# New paint when to wax



## 23CAF

I had a repair done to a rear door which was sprayed, after lots of looking online I can’t find a concrete answer about when it’s safe to wax the new paint. I understand the new paint needs to out gas but some sites say it’s safe to wax after 30 days some say 60 days and have even read some that say 90 days. I know I should of asked the body shop but would rather get a answer on here as I know the shop does a good job with the painting but not sure if there experts on the out gasing process.


----------



## camerashy

I left mine 90 days but understand you can do it soon if it was dried using a heat source, mine wasn't


----------



## Mikej857

I had mine painted recently and I asked the painter who said I could do whatever I wanted as it had been baked so the paint was as good as it was gonna get and I added a layer of wax as soon as I got it home after a wash obviously and it's been several months with zero issues so I assume it'll depend if it was baked or air dried 

I did have issues with the blue rs I had, I detailed it and added a layer of sealant and then a wax and after a couple of weeks it formed micro blisters all over the car which turned out to be water trapped beneath the clear coat so my advice is speak to the painter because as least then you'll be covered shoukd anything happen, your following his advice so should anything happen he should stand by his word 

Sent from my SM-G930F using Tapatalk


----------



## A&J

Give it a month just to be safe.


----------



## Andyb0127

Any new paint work should be left for twelve weeks. Even tho it has been baked it still needs the solvents to evaporate out of it known the gassing off period. No sealants must be applied as it would stop the process and could cause problems with the new paint.


----------



## beatty599

If the paint work was baked in an oven it's safe to wax and ceramic coat straight away, if it wasn't baked, I've heard not to touch it for up to 6 months, but that also depends on their paint thinners etc. Best answer is from the bodyshop as then they'll cover you if it fails.


----------



## mikechesterman

Andyb0127 said:


> Any new paint work should be left for twelve weeks. Even tho it has been baked it still needs the solvents to evaporate out of it known the gassing off period. No sealants must be applied as it would stop the process and could cause problems with the new paint.

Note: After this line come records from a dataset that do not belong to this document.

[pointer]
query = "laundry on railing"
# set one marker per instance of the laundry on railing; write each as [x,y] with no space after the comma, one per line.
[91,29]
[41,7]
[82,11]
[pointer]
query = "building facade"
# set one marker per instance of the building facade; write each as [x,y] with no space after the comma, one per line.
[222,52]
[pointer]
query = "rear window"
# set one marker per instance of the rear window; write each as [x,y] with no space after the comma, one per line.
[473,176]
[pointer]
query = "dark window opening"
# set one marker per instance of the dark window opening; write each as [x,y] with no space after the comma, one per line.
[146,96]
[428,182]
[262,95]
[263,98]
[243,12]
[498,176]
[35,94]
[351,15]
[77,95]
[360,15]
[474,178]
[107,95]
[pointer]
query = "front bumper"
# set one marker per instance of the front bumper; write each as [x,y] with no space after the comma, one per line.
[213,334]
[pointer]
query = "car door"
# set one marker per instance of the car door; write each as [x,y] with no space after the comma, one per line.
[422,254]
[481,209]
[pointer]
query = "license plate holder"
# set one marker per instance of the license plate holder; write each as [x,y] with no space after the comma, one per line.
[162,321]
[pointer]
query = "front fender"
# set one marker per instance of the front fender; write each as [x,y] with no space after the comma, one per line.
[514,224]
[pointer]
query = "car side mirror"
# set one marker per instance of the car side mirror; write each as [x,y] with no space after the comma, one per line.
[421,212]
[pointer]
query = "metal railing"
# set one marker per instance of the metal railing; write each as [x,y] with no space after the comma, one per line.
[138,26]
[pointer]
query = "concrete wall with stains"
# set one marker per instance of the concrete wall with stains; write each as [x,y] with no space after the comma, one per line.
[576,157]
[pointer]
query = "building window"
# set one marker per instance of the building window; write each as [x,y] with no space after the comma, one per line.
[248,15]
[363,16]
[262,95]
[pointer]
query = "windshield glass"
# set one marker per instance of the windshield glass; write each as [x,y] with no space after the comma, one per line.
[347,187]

This is the correct answer.

Whether it was baked or not is irrelevant, it's still fresh paint. I tell all of my customers 12 weeks before any wax or coatings. A bodyshop-friendly polish is fine of course.

Some people will say it's fine after a month, but three months is going to be safe.


----------



## Tyrefitter

mikechesterman said:


> This is the correct answer.
> 
> Whether it was baked or not is irrelevant, it's still fresh paint. I tell all of my customers 12 months before any wax or coatings. A bodyshop-friendly polish is fine of course.
> 
> Some people will say it's fine after a month, but three months is going to be safe.


So if this is the case what if you took delivery of a new car & sent it straight to a detailed,,does he leave it months before detailing,,NO,,ive know guys buy new Rangerover sports & even gone to where they build them & seen theirs being built & within a couple of weeks taken delivery & gone straight to detainers.

Andy


----------



## Tyrefitter

mikechesterman said:


> This is the correct answer.
> 
> Whether it was baked or not is irrelevant, it's still fresh paint. I tell all of my customers 12 months before any wax or coatings. A bodyshop-friendly polish is fine of course.
> 
> Some people will say it's fine after a month, but three months is going to be safe.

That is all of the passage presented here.